Mystère mit en rotation de petites roues de cuivre, alignées à la partie inférieure du cadre, et aussitôt le paysage se déplaça lentement :
– Sapristi, s’écria Cigale, on dirait que l’on marche !
– Sans doute, répondit le savant, seulement dans la marche, ce sont nos yeux qui se déplacent ; ici, c’est le pays même… L’impression est identique23.
Grâce à l’ouverture vers l’extérieur, le téléphote capte les ondes électriques émises par les objets, qui sont projetées en direct sur l’écran. La machine simule un déplacement de l’utilisateur, et consent à son regard de se porter sur des lieux situés à grande distance.

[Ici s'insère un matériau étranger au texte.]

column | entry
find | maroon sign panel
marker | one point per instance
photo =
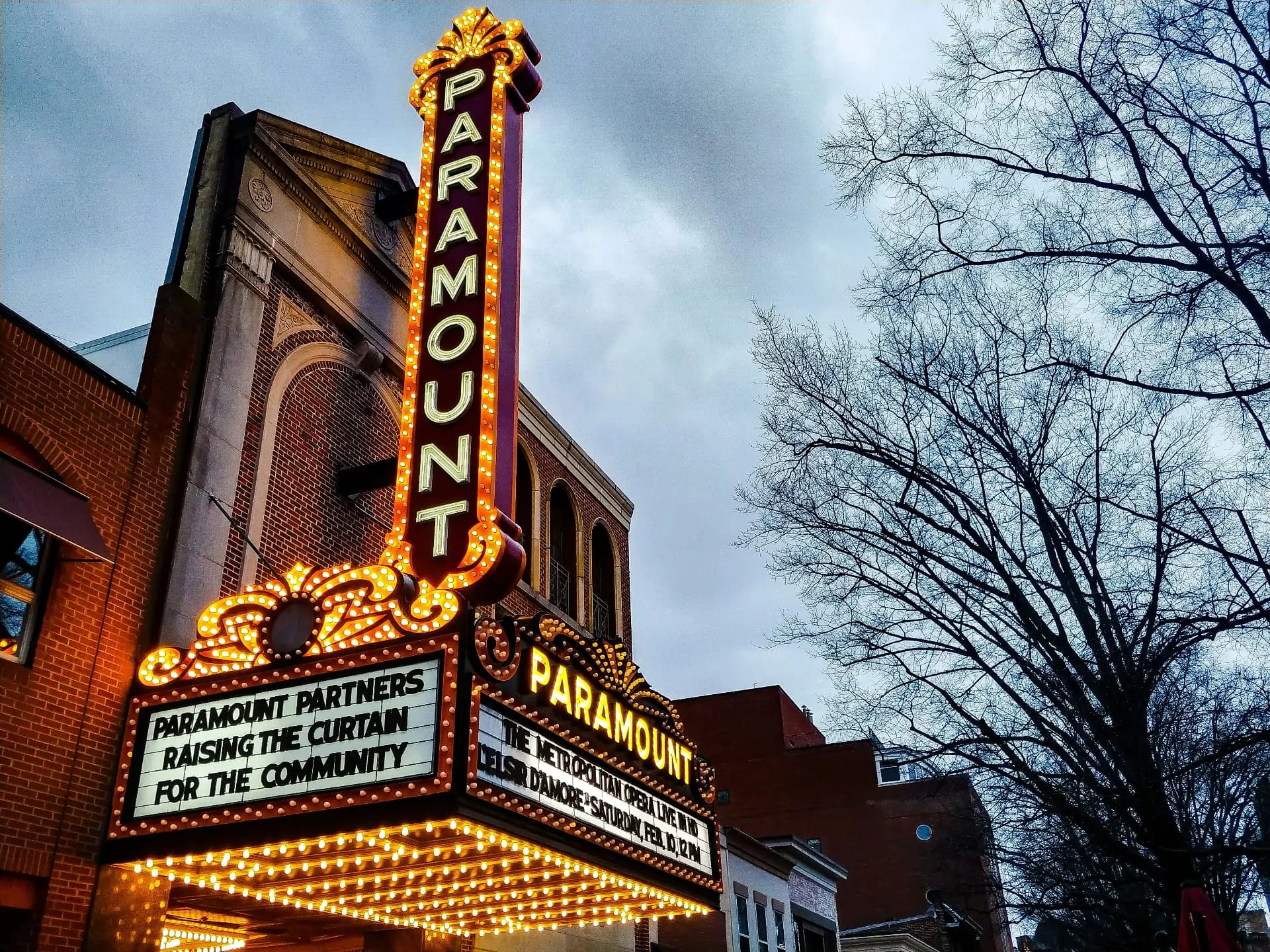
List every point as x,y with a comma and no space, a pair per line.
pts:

Dans Miss Mousqueterr (1907), un dispositif similaire est utilisé dans le même but par les personnages de Dodekhan et Lucien, retenus prisonniers par les sbires d’une mystérieuse société secrète dans une grotte équipée d’un poste de téléphote. Souhaitant observer leurs ennemis situés à plusieurs centaines de kilomètres, les captifs actionnent le mécanisme :
Et soudain, l’écran s’éclaira. Un paysage montagneux se dessina à sa surface. Puis la toile fut balancée par une vibration oscillatoire régulière, qui donnait au spectateur l’illusion d’être emporté rapidement par une locomotive.
Le panorama sembla se précipiter au devant de l’opérateur.

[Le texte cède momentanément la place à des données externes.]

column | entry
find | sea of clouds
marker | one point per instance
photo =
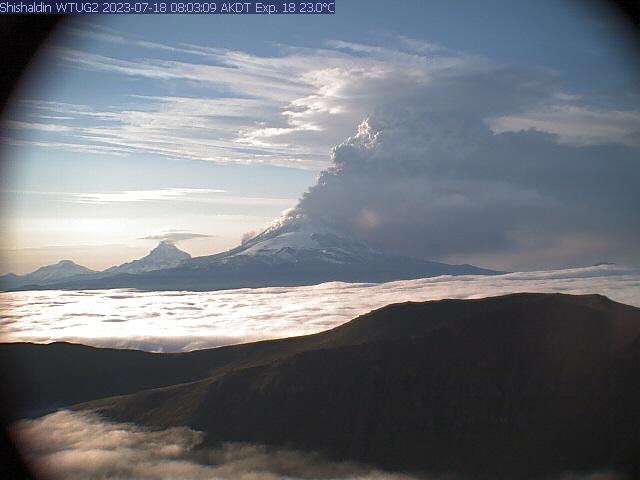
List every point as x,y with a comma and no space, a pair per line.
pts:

Les hauteurs succédèrent aux hauteurs, les vallées aux crevasses, les mamelons pelés aux pics dénudés. La stérile horreur des Hauts Plateaux défilait sous les yeux de Dodekhan.
Sa main s’étendit vivement, fit tomber un petit taquet entre les pointes d’une roue dentée. L’écran redevint immobile, fixant l’image qu’il reflétait à ce moment.
Cela représentait la rive d’un lac, sur les eaux duquel des volutes de vapeurs glissaient paresseusement24.
Ce passage est particulièrement révélateur de la fonction de voyage régulièrement associée au téléphote par d’Ivoi. Notons en premier lieu l’assimilation de la machine à un moyen de transport, ici la locomotive, dont le mouvement vers l’avant est reproduit pour l’utilisateur ; la mention d’une « vibration » peut également faire écho aux tressaillements d’un train sur les rails. Par la suite, la description de décors variés qui se succèdent évoque également l’expérience d’un voyageur dans un convoi, qui voit défiler le paysage par la fenêtre. Toutefois, d’Ivoi insiste sur le fait que le spectateur reste immobile, en précisant que c’est « le panorama [qui] sembl[e] se précipiter [devant lui] ». Cette phrase met l’accent sur la dimension illusoire de ce mouvement du paysage, avec l’utilisation du verbe « sembler » : la machinerie du téléphote permet ainsi un voyage simulé, un déplacement du regard seul, dans un ailleurs géographique. Cette illusion de déplacement sert souvent les desseins de surveillance et d’espionnage des protagonistes : Dodekhan et Lucien, tout comme Mystère et Cigale, mobilisent l’appareil pour observer leurs ennemis situés à grande distance sans être vus.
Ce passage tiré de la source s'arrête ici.